Clara Hughes: The Medal A Bronze, the Smile Pure Gold

Richmond (Sportcom) – Clara Hughes completed her long track skating Olympic career, Wednesday, with bronze medal in the 5000m event.  Hughes skated the 12.5 laps in a time of 6:55.73; Czech athlete and World Champion in title in the distance, Martina Sablikova (6:50.91) won Olympic gold, while Germany’s Stephanie Beckert (6:51.39) took the silver medal. 

Other Canadians on the ice today were Ottawa’s Kristina Groves, who finished 6th in a time of 7:04.57, and Cindy Klassen (7:22.09), of Winnipeg, who finished 12th.

Hughes has brought an illustrious Olympic career to a close, one which started at the Atlanta 1996 Olympic Games, where she won two bronze medals in road cycling.  In 2002, at her first Olympic Winter Games, the Winnipeg native took another bronze medal, in the 5000m long track speed skating event, the same distance in which she took the gold at the Torino 2006 Olympic Winter Games. 

As steady as a metronome each lap, Team Canada’s flagbearer for the opening ceremonies never faltered in her pacing.  After her bronze medal win was confirmed, she ran a victory lap around the oval to thank spectators for their support.  However, above and beyond any medal, the objective of Glen Sutton’s (Quebec) most famous resident was the satisfaction of knowing she gave it her all one last time – mission accomplished. 

“There was so much talk about medals and owning the podium. I don’t think in those terms, I think in terms of excellence. I did that in the last race of my life on ice and it was so enjoyable and I’m so proud of the process,” beamed Hughes post-race. 

“It was one of my best races ever; I was focused and I was able to savour the magnificent feeling of skating; it’s such an amazing feeling.  I want to say thank you to the amazing crowd once again, they gave me wings.”

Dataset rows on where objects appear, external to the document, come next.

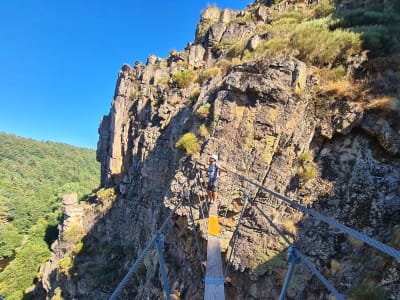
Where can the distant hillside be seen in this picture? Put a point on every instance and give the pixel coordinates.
(33, 177)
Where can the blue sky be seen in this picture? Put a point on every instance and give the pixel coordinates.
(59, 59)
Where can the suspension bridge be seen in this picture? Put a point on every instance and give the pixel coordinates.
(214, 277)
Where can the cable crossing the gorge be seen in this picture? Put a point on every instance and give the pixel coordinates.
(214, 277)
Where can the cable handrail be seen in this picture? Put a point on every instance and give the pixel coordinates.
(372, 242)
(148, 247)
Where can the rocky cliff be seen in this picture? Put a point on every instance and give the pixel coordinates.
(268, 119)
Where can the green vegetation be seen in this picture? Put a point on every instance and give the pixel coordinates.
(194, 95)
(184, 78)
(307, 172)
(203, 130)
(369, 290)
(209, 73)
(33, 177)
(189, 143)
(204, 111)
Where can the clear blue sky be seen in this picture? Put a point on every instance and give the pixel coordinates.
(59, 59)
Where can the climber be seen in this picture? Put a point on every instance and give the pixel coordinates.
(213, 173)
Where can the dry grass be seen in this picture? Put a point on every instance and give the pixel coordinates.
(385, 103)
(336, 266)
(305, 157)
(307, 172)
(345, 89)
(356, 243)
(203, 131)
(289, 226)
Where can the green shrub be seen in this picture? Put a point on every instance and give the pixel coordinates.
(106, 194)
(64, 265)
(305, 157)
(163, 81)
(370, 291)
(237, 48)
(203, 130)
(319, 46)
(73, 234)
(189, 143)
(194, 95)
(204, 111)
(376, 38)
(307, 172)
(324, 9)
(361, 17)
(184, 78)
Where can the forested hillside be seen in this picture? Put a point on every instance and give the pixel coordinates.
(33, 177)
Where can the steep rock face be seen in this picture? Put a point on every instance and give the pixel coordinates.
(264, 122)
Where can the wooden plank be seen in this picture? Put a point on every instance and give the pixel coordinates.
(214, 261)
(213, 226)
(214, 281)
(213, 210)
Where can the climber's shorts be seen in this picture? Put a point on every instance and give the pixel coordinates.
(212, 186)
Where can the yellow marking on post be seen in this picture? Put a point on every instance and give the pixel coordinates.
(213, 226)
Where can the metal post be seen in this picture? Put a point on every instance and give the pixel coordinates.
(195, 233)
(159, 242)
(294, 259)
(236, 234)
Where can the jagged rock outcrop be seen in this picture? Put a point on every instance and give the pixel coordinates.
(264, 121)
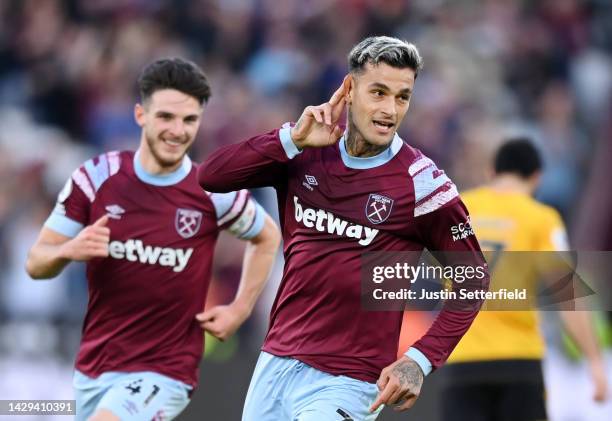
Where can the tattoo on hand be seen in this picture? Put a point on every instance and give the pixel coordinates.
(409, 374)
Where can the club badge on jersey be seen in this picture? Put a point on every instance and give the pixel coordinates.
(378, 208)
(187, 222)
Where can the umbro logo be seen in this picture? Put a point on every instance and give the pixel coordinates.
(115, 211)
(310, 181)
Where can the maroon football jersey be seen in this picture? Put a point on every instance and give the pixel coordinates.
(333, 208)
(144, 297)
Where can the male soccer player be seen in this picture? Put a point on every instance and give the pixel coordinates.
(147, 231)
(341, 195)
(495, 373)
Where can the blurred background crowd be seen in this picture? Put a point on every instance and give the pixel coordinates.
(493, 68)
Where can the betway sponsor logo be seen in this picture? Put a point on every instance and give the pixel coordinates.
(136, 251)
(325, 221)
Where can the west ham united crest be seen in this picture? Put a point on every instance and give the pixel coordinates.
(187, 222)
(378, 208)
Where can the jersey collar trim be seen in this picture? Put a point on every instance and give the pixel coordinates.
(162, 179)
(372, 161)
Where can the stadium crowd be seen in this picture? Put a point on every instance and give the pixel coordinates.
(492, 68)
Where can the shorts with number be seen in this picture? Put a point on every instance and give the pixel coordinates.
(135, 396)
(284, 388)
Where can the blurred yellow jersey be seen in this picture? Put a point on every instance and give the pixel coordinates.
(508, 221)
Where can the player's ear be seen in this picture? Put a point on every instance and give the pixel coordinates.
(351, 88)
(139, 113)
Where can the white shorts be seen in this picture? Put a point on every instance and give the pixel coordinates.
(135, 396)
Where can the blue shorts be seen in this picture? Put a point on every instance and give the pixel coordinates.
(130, 396)
(284, 388)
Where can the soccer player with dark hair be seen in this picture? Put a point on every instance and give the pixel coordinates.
(147, 231)
(495, 373)
(341, 194)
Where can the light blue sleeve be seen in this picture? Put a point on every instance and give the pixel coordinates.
(420, 359)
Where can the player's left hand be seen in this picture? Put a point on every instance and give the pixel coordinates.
(222, 321)
(400, 381)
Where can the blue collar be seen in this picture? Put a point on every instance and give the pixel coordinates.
(372, 161)
(162, 179)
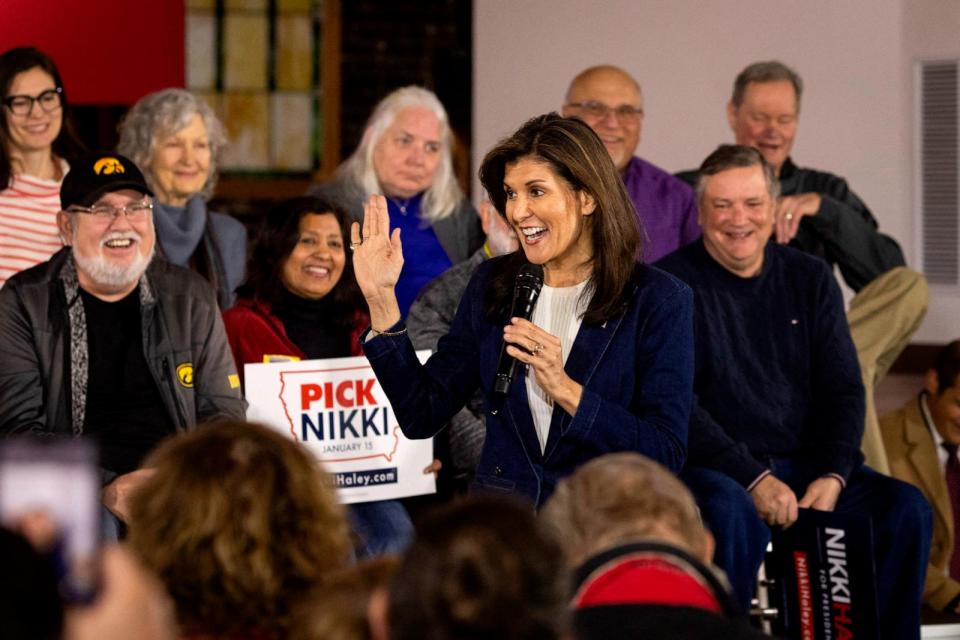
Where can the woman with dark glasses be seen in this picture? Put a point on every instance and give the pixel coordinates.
(36, 142)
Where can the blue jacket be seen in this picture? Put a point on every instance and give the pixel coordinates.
(636, 370)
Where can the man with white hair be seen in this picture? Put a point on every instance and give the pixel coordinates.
(609, 100)
(106, 341)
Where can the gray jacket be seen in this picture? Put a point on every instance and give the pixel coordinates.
(43, 355)
(459, 234)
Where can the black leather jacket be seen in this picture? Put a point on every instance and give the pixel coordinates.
(185, 347)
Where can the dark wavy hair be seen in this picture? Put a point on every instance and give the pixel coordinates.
(578, 157)
(277, 236)
(947, 366)
(237, 521)
(15, 61)
(480, 568)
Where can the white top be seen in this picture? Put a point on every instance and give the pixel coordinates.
(559, 312)
(28, 224)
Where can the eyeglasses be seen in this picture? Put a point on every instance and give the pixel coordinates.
(135, 211)
(624, 113)
(49, 100)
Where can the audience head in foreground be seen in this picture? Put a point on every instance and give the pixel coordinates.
(622, 498)
(480, 568)
(351, 604)
(641, 554)
(237, 521)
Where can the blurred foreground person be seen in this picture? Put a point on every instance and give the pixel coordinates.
(921, 440)
(237, 521)
(642, 556)
(481, 568)
(351, 605)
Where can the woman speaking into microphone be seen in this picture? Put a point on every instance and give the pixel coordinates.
(606, 358)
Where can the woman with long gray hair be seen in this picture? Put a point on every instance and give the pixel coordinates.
(405, 154)
(176, 140)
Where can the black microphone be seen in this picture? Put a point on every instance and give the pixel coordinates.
(525, 294)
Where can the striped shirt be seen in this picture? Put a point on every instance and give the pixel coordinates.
(28, 224)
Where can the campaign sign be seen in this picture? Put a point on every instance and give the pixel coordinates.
(338, 410)
(825, 577)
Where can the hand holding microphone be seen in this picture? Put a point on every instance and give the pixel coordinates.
(525, 342)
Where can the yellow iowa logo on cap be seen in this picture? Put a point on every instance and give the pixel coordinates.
(185, 374)
(107, 166)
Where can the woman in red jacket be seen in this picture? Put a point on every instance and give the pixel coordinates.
(301, 301)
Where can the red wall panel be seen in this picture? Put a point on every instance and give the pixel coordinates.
(108, 51)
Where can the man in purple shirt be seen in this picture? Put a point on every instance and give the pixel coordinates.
(609, 100)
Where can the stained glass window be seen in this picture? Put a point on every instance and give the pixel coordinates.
(259, 64)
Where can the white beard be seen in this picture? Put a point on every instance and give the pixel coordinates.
(112, 277)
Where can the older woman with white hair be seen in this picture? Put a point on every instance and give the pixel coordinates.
(405, 154)
(176, 140)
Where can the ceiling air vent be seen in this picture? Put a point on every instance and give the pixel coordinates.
(939, 171)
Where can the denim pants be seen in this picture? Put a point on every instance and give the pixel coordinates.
(902, 527)
(382, 527)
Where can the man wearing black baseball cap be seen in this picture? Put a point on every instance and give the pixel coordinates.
(105, 340)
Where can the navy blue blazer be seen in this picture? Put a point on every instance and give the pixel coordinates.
(636, 371)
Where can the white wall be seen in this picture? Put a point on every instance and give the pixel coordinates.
(931, 30)
(857, 111)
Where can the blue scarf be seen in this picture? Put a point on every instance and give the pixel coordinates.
(180, 229)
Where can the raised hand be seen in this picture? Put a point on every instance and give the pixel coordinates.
(377, 261)
(540, 350)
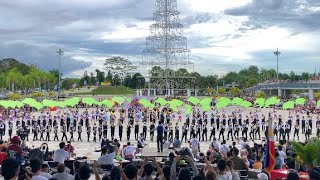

After a remarkable fifth place in the 3000m event last week, Hughes commented that she wanted five more laps to skate.  “When there’s five laps to go, that’s when I say Bring it on! – that’s when the racing starts.  It’s a tough race, and I was ready for 12.5 laps.  The (gold and silver medal) skaters are two young, very talented athletes, but I didn’t do too badly either, for an old lady!”  joked 37 year-old Hughes with her trade-mark laugh.

Kristina Groves - silver medallist in the 1500m event, and bronze medallist in the 3000m – explained she would have liked a better result in today’s race.  The 33 year-old skater has another chance at medalling in the women’s team pursuit this Friday. 

“It was more difficult mentally than physically.  I’ve had highs and lows over the past few days, so I did the best I could today (Wednesday).  It’s still been an incredible experience and I can’t wait for the team pursuit race,” confirmed Groves. 

When asked about her teammate’s performance, Groves had only good things to say, “She is so good under pressure, and she did it again today, retiring with yet another medal. It’s phenomenal! I’m really happy for her, and for our coach Xiuli Wang.
Clara’s six Olympic medals speak for themselves, but above all it’s the person that she is, and what she’s accomplished that are as important – if not more important – than her race results,” she concluded. 

Cindy Klassen, for her part, acknowledges lacking energy, “The start was good; my lungs were OK, but my legs were dead.  At the end I was just trying to stay on my skates and push as much as possible.  During this Olympic Winter Games, it’s been moving to have the crowd’s support, the likes of which I’ve never felt before,” Klassen mused. 

Friday, the elimination rounds will take place for the men’s and women’s team pursuits.